Summary: the ultimate threat of AGI is in what it practically does. The danger of (near-term, not-incomprehensibly-superhuman) AGI compared to other actors is motivation. Humans are bad at terrorism, and it’s not because mass murder is objectively hard. A human-level agent without human biases can reasonably be expected to do tremendous damage if they so wish. It seems to be a debatable matter if it is possible with current or near-term technological capabilities to completely wipe out humanity within a short time frame, or if a partially boxed destructive agent is inherently limited in its power. One limiting factor in current discussions is discussion of plausible methods to destroy the world. Giving too much detail is infohazardous, but giving too little or too fanciful details makes the pessimistic position seem fantastical to those not aware of plausible methods. (I personally have a human-extinction method I’m fairly confident in, but am not sure it’s worth the risk to share online. I also do not believe that methods presented in this forum so far are convincing to outsiders, even if correct.)
A possible argument against near-term AGI doom is the limitations of a world without human agents, and how fast/easy it would be to create safely robust agents with equivalent power and dexterity as humans. If AGI physically can’t succeed at its task without us in the short term, it will need to keep us alive until we are fully redundant. This could buy us time,
and potentially even allow for blackmail. If we can find a way for an agent to plausibly be forced to abide by a contract [this isn’t the right wording exactly, more like the agent keeping a promise due to blackmail now, even if you don’t hold collateral later], then preventing the extinction of humanity (if not fully solving alignment) might be feasible, with a moderate degree of confidence.

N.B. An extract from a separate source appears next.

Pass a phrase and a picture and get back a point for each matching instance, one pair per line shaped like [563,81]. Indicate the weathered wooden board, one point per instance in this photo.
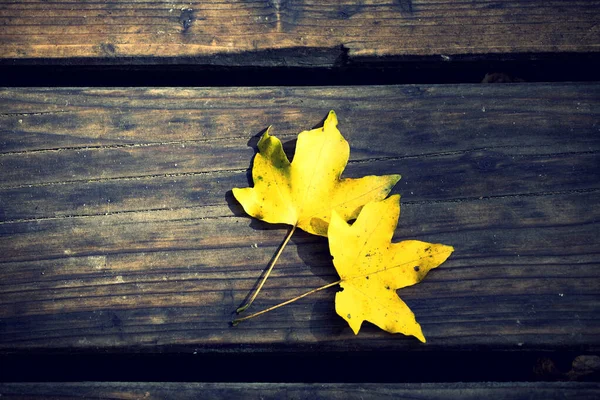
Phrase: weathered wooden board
[118,230]
[305,33]
[165,390]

All of this is dependent on an AGI’s plans being dependent on our continued existence, which is minimally equivalent to the shortest possible amount of time it would take to create real-world agents that are, at least, capable of reliably keeping current internet infrastructure running. Destroying humanity before that point would be counterproductive to almost all instrumental goals.
Balckmail is only possible once malicious AI is discovered, identified, and only if the humanity is somewhat united against it. Given AI's likely ability to first stay under the radar, then hack human politics and inject enough confusion into the conversation, this is not very likely.
The goal would be to start any experiment which might plausibly lead to AGI with a metaphorical gun to the computer’s head, such that being less than (observably) perfectly honest with us, “pulling any funny business,” etc. would lead to its destruction. If you can make it so that the path of least resistance to make it safely out of a box is to cooperate rather than try to defect and risk getting caught, you should be able to productively manipulate AGIs in many (albeit not all) possible worlds. Obviously this should be done on top of other alignment methods, but I doubt it would hurt things much, and would likely help as a significant buffer.
On reflection, I see your point, and will cross that section out for now, with the caveat that there may be variants of this idea which have significant safety value.